Non-paying customers directly affect the potential success of any business, but most especially small businesses. A growing trend in most industries is customers paying invoices late, or worse still, not paying at all. Every year accountants deal with many businesses in financial difficulty mostly because their invoices remain unpaid, or are paid well outside acceptable time frames.
The domino effect
Healthy cash flow is crucial to every business. When money is tied up in overdue receivables, owners can find themselves under pressure to meet their own expenses.
Small business owners chasing debts when they themselves cannot pay their own debts is a recipe for disaster. Pressure from creditors will make it difficult for a business owner to make effective decisions on receivables management and remain professional, which in turn may result in lost clients as well as not collecting the cash.
Check ahead
Regular follow-up of outstanding amounts is a costly exercise and poor use of time better spent on growing a business. The stress of running a business is compounded by having to follow up non-paying customers. Any business owner is smart to be comfortable with the financial health of a customer before providing credit – it’s best if they can obtain formal references from other businesses and financial institutions.
How accountants can help
If your clients let late payments become acceptable, close review of collection processes is necessary. When they have particular customers which are difficult to work with and constantly fail to pay their debts on time, ask them:
- Are you actually making a profit from this account?
- Is this the type of client you want to continue to work with?

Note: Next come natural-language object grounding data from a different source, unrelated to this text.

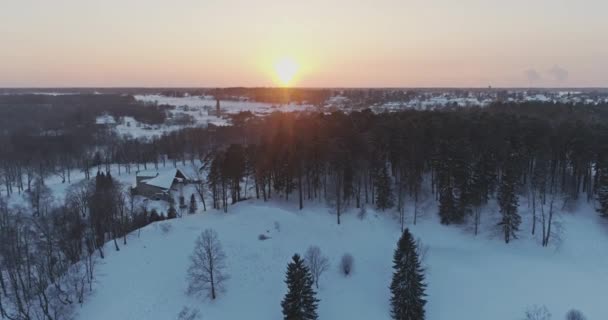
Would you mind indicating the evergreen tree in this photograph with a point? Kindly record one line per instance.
(407, 287)
(508, 202)
(192, 208)
(171, 213)
(447, 205)
(602, 188)
(384, 193)
(299, 302)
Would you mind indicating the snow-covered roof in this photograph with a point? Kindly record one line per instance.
(163, 180)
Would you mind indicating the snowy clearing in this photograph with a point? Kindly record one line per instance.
(468, 277)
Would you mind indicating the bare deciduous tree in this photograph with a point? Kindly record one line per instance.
(346, 264)
(208, 261)
(537, 313)
(316, 262)
(575, 315)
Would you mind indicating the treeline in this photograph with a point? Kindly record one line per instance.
(42, 135)
(48, 249)
(550, 154)
(467, 157)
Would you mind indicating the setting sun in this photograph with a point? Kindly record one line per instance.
(286, 69)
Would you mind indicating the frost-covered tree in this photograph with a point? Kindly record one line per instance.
(300, 302)
(207, 265)
(316, 262)
(407, 286)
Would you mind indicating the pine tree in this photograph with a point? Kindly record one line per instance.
(602, 188)
(447, 205)
(508, 202)
(192, 208)
(384, 194)
(299, 302)
(407, 287)
(171, 213)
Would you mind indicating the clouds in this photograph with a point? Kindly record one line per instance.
(533, 76)
(558, 73)
(554, 75)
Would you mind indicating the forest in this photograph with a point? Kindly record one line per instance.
(552, 155)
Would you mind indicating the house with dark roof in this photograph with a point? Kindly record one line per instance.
(158, 186)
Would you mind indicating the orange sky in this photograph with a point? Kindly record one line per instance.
(340, 43)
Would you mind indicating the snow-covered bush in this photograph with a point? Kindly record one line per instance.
(537, 313)
(575, 315)
(346, 264)
(362, 212)
(316, 262)
(188, 314)
(165, 227)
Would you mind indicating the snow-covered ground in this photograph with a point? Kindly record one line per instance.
(468, 277)
(201, 109)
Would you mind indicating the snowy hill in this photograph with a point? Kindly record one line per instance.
(468, 277)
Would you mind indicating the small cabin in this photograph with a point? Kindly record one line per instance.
(158, 186)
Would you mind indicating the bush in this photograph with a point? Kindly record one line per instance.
(575, 315)
(165, 227)
(346, 264)
(537, 313)
(362, 212)
(188, 314)
(316, 262)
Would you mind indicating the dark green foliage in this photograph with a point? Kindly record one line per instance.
(299, 302)
(407, 286)
(384, 193)
(192, 208)
(602, 188)
(172, 212)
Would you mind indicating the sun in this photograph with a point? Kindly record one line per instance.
(286, 69)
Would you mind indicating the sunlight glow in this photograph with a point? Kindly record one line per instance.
(286, 69)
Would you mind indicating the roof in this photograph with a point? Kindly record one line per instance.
(163, 180)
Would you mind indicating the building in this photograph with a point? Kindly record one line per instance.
(158, 186)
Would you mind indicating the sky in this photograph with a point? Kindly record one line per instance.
(335, 43)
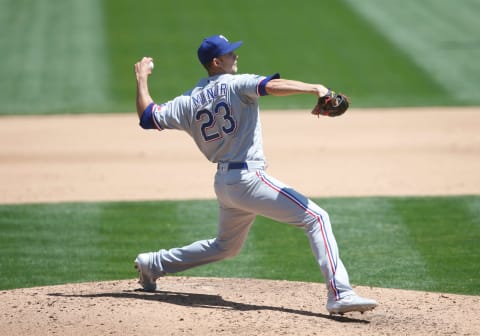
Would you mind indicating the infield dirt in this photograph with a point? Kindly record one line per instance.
(430, 151)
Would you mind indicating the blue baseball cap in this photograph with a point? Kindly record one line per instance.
(214, 46)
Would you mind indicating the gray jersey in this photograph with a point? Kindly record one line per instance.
(221, 114)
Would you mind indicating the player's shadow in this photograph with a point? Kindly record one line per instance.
(206, 301)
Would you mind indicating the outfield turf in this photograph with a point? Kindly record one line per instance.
(381, 53)
(414, 243)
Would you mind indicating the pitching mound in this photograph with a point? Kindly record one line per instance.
(88, 158)
(212, 306)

Problems can quickly manifest when issues with paperwork cause unnecessary delays. Your clients have worked hard to generate income – don’t let paperwork issues and processes let them down.
Problem warning signs?
Indicators you can share with small business clients include:
- customers reluctant to provide information – no references, no ABN, limited documentation
- a customer disputing credit terms after goods or services have been delivered
- a customer beginning to pay by instalments invoices that would have previously been paid in full and on time
- a customer returning goods for a refund where there is clearly no fault with the product
- a customer not returning phone calls or emails where they would have previously responded
- a customer raising unfounded disputes long after delivery and beyond normal payment time.